# What are some fun things to do with 2 grandsons ages 15 and 17?



## Landry (Jun 21, 2012)

When my two grandsons were younger we would always spend a lot of time together. But as time went on and they grew older I feel like we are drifting apart. What are some fun things I could do with these 2 that won't bore them to death.]


----------



## pindiwadli (Jun 24, 2012)

Metal detecting can be fun, around old ruins or the beach. camping out, during weekends or school holidays. the trouble is at that age they tend to want to be with their friends.


----------



## SeaBreeze (Jun 24, 2012)

Fishing is always fun, especially saltwater fishing for the big ones.  Not sure it's possible where you live.  It's hard when they're that age, they need something exciting that pumps up their adrenalin.  Is there anything they're particularly interested in?


----------



## Judi.D (Nov 5, 2013)

I mentioned this on another thread. Look into volunteer opportunities in your area. Mine have helped with delivering meals, at a local soup kitchen, Toys for Tots, and at a local store that that raises money for abused and neglected children in our area. last Christmas they dressed up as elfs and helped Santa Claus give out gifts to needy children in our area. They loved it, and the benefit to them has been fantastic.


----------



## That Guy (Nov 5, 2013)

Drifting away is a natural passage for teens and I think just being available for them when they need us is best.


----------



## babyboomer (Nov 16, 2013)

Maby, if you ask them, they might tell you, maby they won't!
You can never go wrong introducing them to  a couple of girls in your neighbourhod!
That will keep them visiting you, frequently!!


----------



## Katybug (Nov 17, 2013)

Landry said:


> When my two grandsons were younger we would always spend a lot of time together. But as time went on and they grew older I feel like we are drifting apart. What are some fun things I could do with these 2 that won't bore them to death.]


\\

I totally relate to your problem. I spent almost every Sat of every week with my 2 g'children, so many ways to entertain them when they were small.  But as my g'son got older, it became more and more challenging.   Fact is, we no longer have much in common so far as spending the day together and doing things we both enjoy. Depending on points of interest in your area, there may be a few day trip type things or as mentioned above, fishing -- but I don't enjoy that at all!  

RJ was my first g'child, worshipped the ground he walked on, and I've tried so hard to keep a strong bond going.  It just gets more and more challenging every year.  Movies and card & board games are some of our choices, but we can rarely agree on films and I end up watching something I'm not remotely interested in.  Oh, and he loves to go to Chinese buffets, but how often can you do that???!!

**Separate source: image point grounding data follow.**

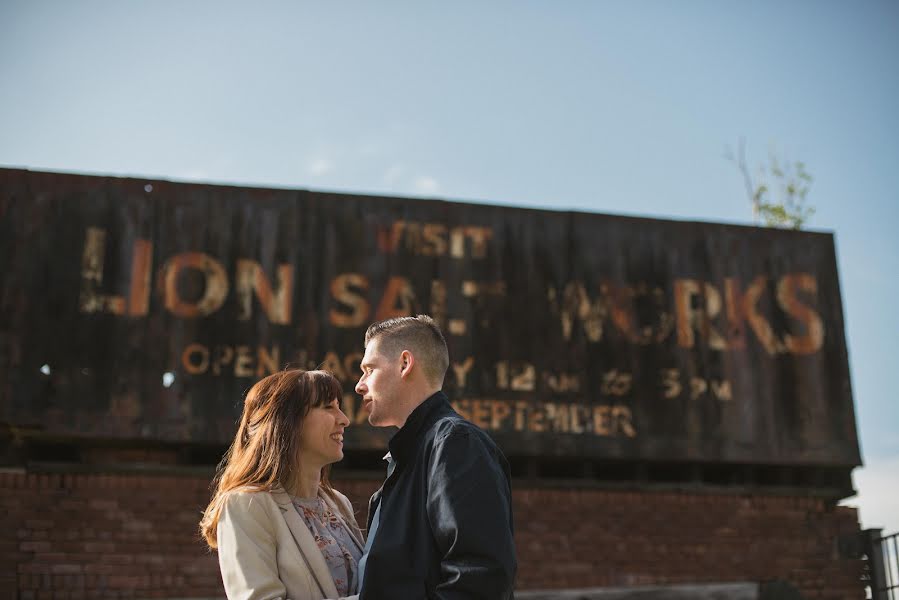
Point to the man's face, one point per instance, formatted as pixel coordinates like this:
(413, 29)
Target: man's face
(379, 385)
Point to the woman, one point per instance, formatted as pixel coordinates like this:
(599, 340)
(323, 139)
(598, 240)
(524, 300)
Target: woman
(281, 530)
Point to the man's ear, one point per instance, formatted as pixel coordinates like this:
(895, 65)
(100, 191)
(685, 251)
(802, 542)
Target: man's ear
(407, 361)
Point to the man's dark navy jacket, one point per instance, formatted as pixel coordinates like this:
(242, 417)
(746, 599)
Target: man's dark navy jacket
(445, 529)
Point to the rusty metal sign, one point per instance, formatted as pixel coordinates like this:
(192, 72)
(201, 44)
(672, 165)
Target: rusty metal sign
(135, 309)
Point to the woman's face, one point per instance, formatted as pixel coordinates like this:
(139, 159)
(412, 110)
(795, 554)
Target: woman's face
(321, 436)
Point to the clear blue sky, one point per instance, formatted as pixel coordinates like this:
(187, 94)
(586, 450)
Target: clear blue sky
(621, 107)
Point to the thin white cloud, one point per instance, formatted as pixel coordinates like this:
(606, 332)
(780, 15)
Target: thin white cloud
(878, 494)
(320, 166)
(194, 175)
(425, 185)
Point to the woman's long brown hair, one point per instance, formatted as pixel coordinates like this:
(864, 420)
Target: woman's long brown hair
(263, 455)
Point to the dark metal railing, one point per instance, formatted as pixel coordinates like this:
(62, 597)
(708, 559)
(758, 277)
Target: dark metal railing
(883, 564)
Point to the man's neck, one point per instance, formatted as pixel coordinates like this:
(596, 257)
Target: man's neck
(412, 408)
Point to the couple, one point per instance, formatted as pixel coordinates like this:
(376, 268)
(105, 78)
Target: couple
(439, 527)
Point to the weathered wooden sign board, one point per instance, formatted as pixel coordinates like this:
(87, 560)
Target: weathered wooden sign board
(138, 309)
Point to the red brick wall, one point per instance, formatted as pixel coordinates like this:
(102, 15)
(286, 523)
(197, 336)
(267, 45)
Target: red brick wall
(114, 536)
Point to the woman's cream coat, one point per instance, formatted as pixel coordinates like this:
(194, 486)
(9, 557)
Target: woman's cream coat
(266, 551)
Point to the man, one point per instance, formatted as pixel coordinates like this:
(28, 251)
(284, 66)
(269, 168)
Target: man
(441, 524)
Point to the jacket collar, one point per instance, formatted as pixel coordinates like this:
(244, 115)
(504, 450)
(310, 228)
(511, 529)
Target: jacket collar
(403, 443)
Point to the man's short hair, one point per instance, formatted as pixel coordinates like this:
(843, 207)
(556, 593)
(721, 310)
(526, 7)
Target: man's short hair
(420, 335)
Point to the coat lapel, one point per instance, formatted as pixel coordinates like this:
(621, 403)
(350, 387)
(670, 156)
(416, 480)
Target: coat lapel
(306, 544)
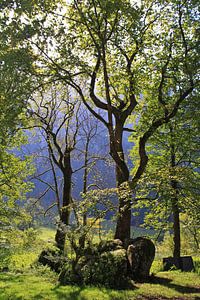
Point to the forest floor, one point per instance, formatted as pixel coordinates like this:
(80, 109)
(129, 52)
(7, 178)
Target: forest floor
(44, 285)
(22, 280)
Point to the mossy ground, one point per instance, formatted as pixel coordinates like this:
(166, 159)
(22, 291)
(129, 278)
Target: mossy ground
(25, 282)
(170, 285)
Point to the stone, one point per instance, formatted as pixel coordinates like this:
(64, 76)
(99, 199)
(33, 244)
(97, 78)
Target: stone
(184, 263)
(52, 258)
(108, 269)
(140, 254)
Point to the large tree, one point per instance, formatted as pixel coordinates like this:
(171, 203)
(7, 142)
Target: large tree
(171, 183)
(121, 58)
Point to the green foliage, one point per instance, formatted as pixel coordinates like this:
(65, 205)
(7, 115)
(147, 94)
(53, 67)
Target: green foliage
(171, 284)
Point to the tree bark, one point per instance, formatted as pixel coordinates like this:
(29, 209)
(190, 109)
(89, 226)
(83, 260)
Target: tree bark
(175, 205)
(65, 210)
(123, 226)
(176, 229)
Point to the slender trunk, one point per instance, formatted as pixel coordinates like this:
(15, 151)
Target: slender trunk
(65, 210)
(176, 229)
(123, 226)
(85, 179)
(175, 206)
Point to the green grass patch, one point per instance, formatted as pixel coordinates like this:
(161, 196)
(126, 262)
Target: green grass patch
(44, 285)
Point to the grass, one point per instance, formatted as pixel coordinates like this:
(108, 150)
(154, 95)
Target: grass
(37, 286)
(26, 283)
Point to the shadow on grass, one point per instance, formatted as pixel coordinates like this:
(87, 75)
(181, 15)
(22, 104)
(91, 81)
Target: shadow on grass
(179, 288)
(91, 291)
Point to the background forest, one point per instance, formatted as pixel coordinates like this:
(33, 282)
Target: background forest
(99, 146)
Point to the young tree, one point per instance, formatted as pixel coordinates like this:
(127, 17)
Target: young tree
(134, 59)
(172, 177)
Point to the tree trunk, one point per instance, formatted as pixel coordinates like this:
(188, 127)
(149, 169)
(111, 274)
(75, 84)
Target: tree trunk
(123, 226)
(65, 210)
(175, 206)
(176, 229)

As for my g'daughter, it's exactly the opposite.  We could spend wks together and never get bored. We love shopping, visiting friends, eating out, watching movies we rent for $1.00, and we enjoy the same type movies since she's willing to move beyond teeny bopper types.  No other way to say it, teenage girls are just easier to entertain, but I'll be anxious to hear what others have to say about entertaining our dear boys.  Good luck!

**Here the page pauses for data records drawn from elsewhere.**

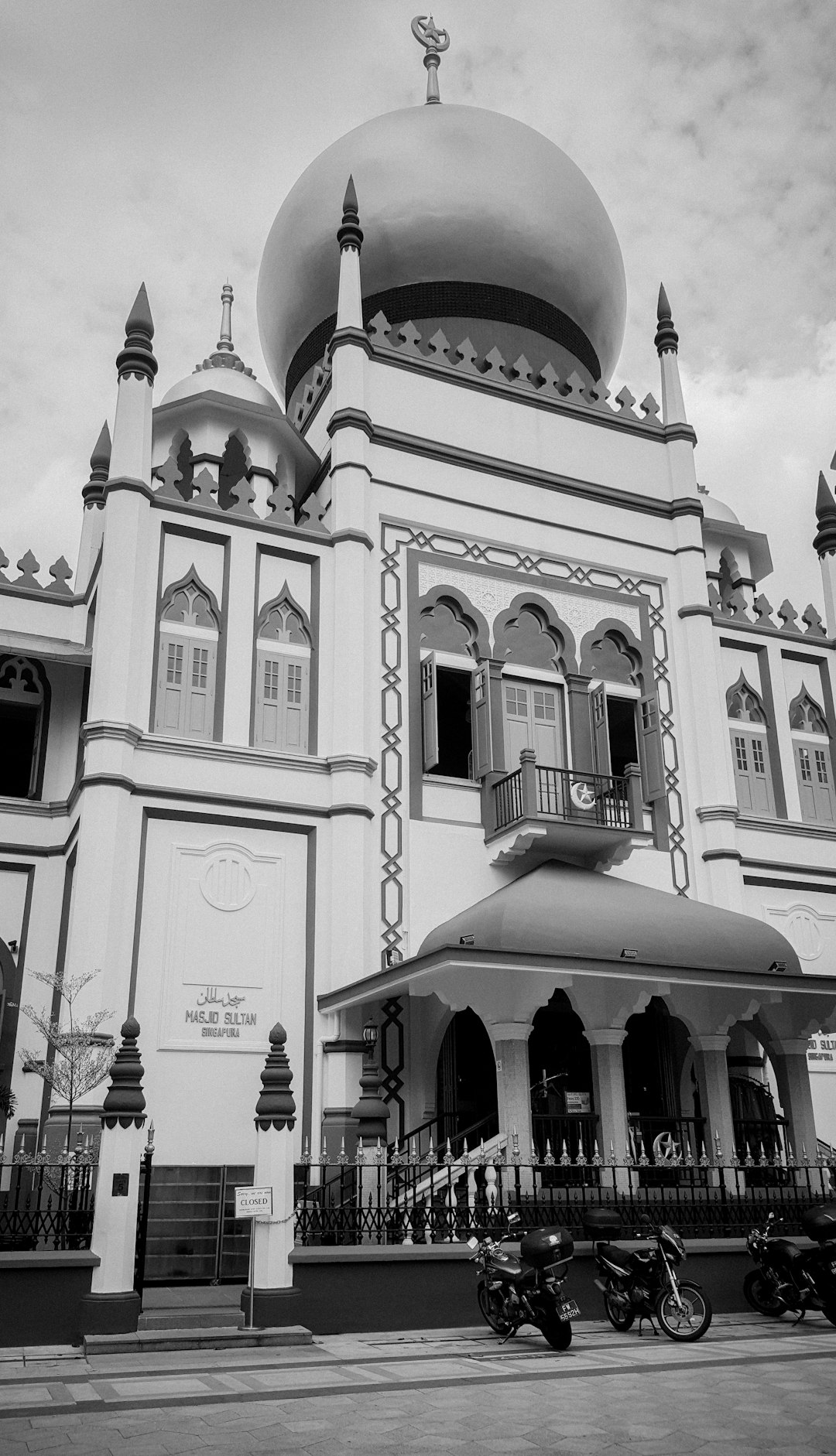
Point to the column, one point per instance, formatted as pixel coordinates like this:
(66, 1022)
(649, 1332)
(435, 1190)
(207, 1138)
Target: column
(112, 1307)
(272, 1292)
(788, 1061)
(515, 1084)
(609, 1091)
(713, 1075)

I wish I could be more help.  Not sure where you're from, but cold weather makes it even tougher here in the most of the US, since you can't do outside things.  Good luck!  Hopefully you'll get some ideas here.


----------



## Katybug (Nov 17, 2013)

That Guy said:


> Drifting away is a natural passage for teens and I think just being available for them when they need us is best.



So glad to hear that from a guy who has lived through it, especially since I'm in the same boat as Landry.  I think it's excellent advice and I probably need to quit trying so hard to "entertain" him.


----------



## twinkles (Jan 28, 2018)

i have the same problem with my grandson-we use to have the best time together untill he turned 16 now i am lucky if he says hey granma---he is now 26----o well


----------



## Iodine (Jan 28, 2018)

There is no doubt they do enjoy spending time with people their own age.  I wish it weren't like that but it often is.  I do have one on one long involved talks with them occasionally  and those are really special times.  I just have to wait till they are in the mood to talk though.  Maybe you could ask them if there is any activity they'd enjoying doing?  I have one grand-daughter who likes to croquet.  I could sit and croquet with her but really, that would bore me to death. Sometimes I sit by her and read while she croquets and has a movie on.  If she's in a talkative mood, then we talk. 

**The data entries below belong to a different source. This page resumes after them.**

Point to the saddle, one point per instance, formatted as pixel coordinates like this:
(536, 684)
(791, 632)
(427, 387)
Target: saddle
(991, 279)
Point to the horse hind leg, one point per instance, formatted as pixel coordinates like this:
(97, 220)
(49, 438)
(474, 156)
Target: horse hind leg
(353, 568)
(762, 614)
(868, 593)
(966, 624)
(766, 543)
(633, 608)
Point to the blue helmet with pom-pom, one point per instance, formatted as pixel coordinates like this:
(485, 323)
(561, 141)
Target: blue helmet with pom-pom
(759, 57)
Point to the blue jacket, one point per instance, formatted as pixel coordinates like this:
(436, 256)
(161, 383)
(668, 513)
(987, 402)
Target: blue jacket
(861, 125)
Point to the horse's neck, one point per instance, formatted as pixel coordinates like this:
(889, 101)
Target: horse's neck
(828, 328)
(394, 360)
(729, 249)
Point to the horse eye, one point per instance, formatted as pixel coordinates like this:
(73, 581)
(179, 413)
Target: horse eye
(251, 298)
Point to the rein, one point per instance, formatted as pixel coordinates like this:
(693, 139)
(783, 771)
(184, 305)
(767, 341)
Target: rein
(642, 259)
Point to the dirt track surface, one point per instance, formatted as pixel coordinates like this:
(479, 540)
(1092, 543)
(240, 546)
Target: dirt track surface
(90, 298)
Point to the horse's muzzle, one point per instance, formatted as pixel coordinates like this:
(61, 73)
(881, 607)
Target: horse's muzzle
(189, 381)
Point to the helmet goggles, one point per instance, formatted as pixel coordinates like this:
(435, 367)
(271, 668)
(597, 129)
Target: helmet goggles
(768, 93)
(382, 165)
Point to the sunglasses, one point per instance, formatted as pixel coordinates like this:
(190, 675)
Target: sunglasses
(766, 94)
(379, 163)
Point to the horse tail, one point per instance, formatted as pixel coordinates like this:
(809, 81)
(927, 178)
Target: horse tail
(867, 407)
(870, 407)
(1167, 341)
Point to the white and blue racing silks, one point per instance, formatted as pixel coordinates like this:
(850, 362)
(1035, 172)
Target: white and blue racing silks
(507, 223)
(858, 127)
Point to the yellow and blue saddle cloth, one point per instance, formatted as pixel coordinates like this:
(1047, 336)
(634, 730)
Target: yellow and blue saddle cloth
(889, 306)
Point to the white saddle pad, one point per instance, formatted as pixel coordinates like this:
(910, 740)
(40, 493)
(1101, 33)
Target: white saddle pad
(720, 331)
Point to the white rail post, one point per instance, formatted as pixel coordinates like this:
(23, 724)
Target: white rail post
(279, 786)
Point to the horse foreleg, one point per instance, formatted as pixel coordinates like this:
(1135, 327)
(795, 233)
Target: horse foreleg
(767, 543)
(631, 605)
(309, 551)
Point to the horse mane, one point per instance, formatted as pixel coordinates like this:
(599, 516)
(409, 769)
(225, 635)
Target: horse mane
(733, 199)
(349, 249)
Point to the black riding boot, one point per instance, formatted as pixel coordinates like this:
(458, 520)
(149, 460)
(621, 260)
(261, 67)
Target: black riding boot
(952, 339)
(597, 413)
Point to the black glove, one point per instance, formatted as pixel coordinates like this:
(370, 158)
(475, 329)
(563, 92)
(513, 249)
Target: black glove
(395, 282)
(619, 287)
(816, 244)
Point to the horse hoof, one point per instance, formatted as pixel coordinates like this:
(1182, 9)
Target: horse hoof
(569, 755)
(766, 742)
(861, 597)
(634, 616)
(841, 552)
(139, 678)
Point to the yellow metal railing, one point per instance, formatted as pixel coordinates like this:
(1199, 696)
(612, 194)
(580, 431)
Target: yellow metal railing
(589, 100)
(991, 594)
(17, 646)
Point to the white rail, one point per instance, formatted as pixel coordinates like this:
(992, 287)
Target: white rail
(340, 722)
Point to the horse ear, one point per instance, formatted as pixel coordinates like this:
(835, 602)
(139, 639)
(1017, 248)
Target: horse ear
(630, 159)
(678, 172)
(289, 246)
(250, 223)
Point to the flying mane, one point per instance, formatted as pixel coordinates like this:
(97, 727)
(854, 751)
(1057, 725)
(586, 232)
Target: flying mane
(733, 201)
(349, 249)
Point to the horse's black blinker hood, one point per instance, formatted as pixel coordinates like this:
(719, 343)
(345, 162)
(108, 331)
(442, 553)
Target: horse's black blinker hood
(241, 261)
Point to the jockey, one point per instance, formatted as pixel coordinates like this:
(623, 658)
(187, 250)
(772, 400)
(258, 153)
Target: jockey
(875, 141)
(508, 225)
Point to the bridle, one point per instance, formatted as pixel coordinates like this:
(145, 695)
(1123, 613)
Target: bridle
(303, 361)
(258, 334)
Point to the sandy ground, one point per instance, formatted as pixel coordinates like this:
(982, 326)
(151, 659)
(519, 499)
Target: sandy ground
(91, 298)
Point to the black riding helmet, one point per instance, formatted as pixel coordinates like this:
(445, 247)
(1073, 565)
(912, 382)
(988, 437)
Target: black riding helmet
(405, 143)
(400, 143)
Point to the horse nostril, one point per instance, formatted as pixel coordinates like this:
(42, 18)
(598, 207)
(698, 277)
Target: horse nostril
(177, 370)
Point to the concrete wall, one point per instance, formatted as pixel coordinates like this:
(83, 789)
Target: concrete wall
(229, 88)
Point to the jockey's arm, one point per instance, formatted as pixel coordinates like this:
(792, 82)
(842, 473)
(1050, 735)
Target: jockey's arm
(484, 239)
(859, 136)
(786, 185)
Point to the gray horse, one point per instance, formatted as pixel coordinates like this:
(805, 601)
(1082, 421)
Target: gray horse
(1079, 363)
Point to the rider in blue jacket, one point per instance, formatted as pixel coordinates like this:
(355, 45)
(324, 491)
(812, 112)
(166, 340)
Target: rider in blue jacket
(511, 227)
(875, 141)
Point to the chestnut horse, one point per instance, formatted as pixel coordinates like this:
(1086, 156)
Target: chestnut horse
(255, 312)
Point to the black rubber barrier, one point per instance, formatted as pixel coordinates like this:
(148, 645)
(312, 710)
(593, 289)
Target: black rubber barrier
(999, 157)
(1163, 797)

This is an interesting topic.


----------



## Camper6 (Jan 28, 2018)

Just toss a football around.  Or play catch with a baseball.

That's always fun.

And if they have never tried golf, go to a driving range.  They supply clubs.  Just bang out a few balls.  That's fun.

Too cold out.  Go play some pool somewhere.  Anything that involves competition appeals to young guys.

Even darts.


----------



## applecruncher (Jan 28, 2018)

This thread is almost 6 yrs old.


----------



## Camper6 (Jan 29, 2018)

6 year old thread.

Offer to babysit.


----------



## CeeCee (Jan 29, 2018)

I now have an 18 and 14 yr old grandson ...those are the oldest ones.  I just watched the 14 yr old for a week while my Daughter and SIL took an adult vacation.

its harder to find things to do with them than the younger ones but I took him to a movie and I also took him to hit golf balls on the weekend because he's on a golf team...then we had a nice lunch out.
I have played chess with him but not this time.  It's not easy because they're into their iPhones and x box games. 

He was in school so didn't have that much time with him


----------



## hearlady (Feb 3, 2018)

Camper6 said:


> 6 year old thread.
> 
> Offer to babysit.


Now that is funny


----------